I heard and my heart stood still. So this was the end of it. Well, she had the right of me, though now I began to wish that I had been less honest, for sometimes women can forgive a lie sooner than such frankness. I said nothing, my tongue was tied, but a great misery and weariness entered into me. Stooping down I found the ring, and replacing it on my finger, I turned to seek the door with a last glance at the woman who refused me. Halfway thither I paused for one second, wondering if I should do well to declare myself, then bethought me that if she would not abate her anger toward me dead, her pity for me living would be small.
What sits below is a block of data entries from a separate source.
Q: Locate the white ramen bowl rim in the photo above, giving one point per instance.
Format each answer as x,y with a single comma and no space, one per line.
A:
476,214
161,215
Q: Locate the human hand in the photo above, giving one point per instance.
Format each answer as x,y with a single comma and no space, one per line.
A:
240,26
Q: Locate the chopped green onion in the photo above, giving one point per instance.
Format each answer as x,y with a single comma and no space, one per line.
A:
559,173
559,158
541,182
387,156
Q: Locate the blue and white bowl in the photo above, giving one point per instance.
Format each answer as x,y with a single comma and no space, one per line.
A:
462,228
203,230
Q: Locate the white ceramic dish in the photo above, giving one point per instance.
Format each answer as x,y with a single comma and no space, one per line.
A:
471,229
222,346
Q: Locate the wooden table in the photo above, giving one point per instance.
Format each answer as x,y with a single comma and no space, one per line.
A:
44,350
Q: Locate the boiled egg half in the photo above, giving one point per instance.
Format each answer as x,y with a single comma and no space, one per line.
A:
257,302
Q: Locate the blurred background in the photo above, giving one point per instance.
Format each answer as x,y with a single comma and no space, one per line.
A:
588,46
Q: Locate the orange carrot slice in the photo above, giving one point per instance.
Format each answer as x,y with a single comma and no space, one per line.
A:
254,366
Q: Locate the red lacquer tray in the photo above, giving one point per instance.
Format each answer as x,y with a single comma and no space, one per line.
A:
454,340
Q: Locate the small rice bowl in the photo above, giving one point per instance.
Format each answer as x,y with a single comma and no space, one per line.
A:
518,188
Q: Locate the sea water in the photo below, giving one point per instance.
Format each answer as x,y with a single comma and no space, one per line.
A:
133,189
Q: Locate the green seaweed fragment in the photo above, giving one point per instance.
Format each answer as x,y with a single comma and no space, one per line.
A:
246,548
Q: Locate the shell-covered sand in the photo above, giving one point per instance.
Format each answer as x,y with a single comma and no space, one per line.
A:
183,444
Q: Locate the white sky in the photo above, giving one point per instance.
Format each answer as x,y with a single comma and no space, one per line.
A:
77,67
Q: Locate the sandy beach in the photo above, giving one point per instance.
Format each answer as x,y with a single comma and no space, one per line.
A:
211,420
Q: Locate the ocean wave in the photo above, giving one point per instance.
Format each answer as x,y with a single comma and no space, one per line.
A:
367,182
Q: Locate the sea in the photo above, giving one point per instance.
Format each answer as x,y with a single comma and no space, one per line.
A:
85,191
Nay, I was dead to her, and dead I would remain.
Now I was at the door and my foot was on its step, when suddenly a voice, Lily's voice, sounded in my ears and it was sweet and kind.
'Thomas,' said the voice, 'Thomas, before you go, will you not take count of the gold and goods and land that you placed in my keeping?'
Now I turned amazed, and lo! Lily came towards me slowly and with outstretched arms.
'Oh! foolish man,' she whispered low, 'did you think to deceive a woman's heart thus clumsily? You who talked of the beech in the Hall garden, you who found your way so well to this dark chamber, and spoke the writing in the ring with the very voice of one who has been dead so long. Listen: I forgive that friend of yours his broken troth, for he was honest in the telling of his fault and it is hard for man to live alone so many years, and in strange countries come strange adventures; moreover, I will say it, I still love him as it seems that he loves me, though in truth I grow somewhat old for love, who have lingered long waiting to find it beyond my grave.
Thus Lily spoke, sobbing as she spoke, then my arms closed round her and she said no more. And yet as our lips met I thought of Otomie, remembering her words, and remembering also that she had died by her own hand on this very day a year ago.
Let us pray that the dead have no vision of the living!